Most of the TA research performed to date has been carried out on measures developed in English. We have assumed that the principles of good practices that we are proposing apply to other source languages. However, we do not have sufficient empirical data to confirm this assumption.

The TCA-SIG plans to investigate ways to address the need for empirical evidence of the value of conducting TA during the PRO measure development process, whatever the source language of the original. We would like to encourage researchers to publish more evidence on the importance of performing a TA during the PRO measure development phase. Too often these steps are not reported, though performed, and the item reworded, before being issued. It would be helpful if those changes were made fully transparent in the literature. The TCA-SIG plans to collect examples of TA studies and present examples of items suggested for change and the reasons for those changes. The aim is also to follow up on the instrument development studies and illustrate how TA has enhanced the evolution of the measure. The development of a database of experience would be extremely helpful.

Most of these principles of good practice may apply to the translatability of the other types of clinical outcome assessment (COAs), i.e., clinician-reported outcome (ClinRO), observer-reported outcome (ObsRO) and performance outcome (PerfO) measures. Further research is needed to investigate whether specific amendments to the PRO measure TA good practices should be made for other COAs.

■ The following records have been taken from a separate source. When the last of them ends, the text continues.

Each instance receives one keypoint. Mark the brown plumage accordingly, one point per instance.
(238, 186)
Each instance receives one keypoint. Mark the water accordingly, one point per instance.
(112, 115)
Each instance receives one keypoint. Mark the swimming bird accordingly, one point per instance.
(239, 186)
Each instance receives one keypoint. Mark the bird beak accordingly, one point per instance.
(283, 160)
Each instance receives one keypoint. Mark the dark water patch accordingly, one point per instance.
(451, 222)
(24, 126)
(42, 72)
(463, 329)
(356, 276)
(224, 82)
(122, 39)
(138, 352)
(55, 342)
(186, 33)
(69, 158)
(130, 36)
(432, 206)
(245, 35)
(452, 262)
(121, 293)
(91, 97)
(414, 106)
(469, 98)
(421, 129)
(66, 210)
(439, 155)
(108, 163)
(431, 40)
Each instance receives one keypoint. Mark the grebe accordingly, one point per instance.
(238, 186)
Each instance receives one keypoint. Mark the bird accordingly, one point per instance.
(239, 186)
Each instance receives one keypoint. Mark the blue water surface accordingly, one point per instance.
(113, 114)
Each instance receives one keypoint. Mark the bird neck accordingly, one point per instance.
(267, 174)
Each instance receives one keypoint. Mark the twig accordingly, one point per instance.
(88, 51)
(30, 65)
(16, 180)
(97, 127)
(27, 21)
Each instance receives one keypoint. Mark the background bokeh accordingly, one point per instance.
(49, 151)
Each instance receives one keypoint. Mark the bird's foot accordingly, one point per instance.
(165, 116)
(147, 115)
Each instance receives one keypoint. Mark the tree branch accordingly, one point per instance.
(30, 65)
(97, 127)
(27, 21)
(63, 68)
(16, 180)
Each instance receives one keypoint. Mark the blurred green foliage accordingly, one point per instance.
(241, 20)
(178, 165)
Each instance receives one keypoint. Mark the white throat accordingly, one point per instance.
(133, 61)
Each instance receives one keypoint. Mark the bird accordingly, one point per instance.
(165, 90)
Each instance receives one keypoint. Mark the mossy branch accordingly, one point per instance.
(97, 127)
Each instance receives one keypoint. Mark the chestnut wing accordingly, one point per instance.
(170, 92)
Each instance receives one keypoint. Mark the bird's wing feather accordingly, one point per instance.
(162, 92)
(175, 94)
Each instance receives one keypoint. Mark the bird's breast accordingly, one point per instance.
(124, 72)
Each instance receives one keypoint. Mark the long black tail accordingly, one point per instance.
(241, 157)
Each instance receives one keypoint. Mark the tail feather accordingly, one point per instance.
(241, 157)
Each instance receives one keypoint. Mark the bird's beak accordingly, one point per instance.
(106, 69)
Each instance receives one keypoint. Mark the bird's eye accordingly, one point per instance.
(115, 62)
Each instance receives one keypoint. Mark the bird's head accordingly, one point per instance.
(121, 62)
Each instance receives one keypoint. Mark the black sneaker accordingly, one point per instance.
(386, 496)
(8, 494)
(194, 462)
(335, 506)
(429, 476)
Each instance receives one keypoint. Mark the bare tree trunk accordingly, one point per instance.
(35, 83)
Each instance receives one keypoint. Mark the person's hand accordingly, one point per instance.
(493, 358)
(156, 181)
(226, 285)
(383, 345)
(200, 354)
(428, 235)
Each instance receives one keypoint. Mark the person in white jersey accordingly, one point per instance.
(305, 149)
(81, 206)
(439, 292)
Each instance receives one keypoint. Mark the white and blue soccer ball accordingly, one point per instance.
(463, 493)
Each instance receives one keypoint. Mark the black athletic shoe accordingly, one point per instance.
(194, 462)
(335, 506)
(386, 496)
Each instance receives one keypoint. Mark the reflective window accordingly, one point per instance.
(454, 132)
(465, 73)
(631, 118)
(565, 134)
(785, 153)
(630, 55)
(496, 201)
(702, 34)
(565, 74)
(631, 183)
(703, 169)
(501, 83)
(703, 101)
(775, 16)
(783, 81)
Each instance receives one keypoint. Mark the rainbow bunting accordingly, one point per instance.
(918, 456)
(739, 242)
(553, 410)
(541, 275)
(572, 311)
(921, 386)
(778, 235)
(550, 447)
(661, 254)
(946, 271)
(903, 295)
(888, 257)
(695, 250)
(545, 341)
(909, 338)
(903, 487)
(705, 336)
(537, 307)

During our reviewing and writing process, we received several comments about timing of assessment from TCA-SIG reviewers, arguing that TA could be done at any time of the life cycle of a PRO measure. We agree that other uses might be envisaged, such as a retrospective evaluation of a fully developed original measure (i.e., psychometrically evaluated) for research purposes. For instance, researchers might want to know if this measure would be suitable for their country and language(s), and apply TA to this end. This might lead to the decision of not using this specific measure if TA reveals issues in the original that cannot be changed. However, we would like to reiterate that our research was primarily focused on the prospective use of TA, i.e., during the development phase of a PRO measure.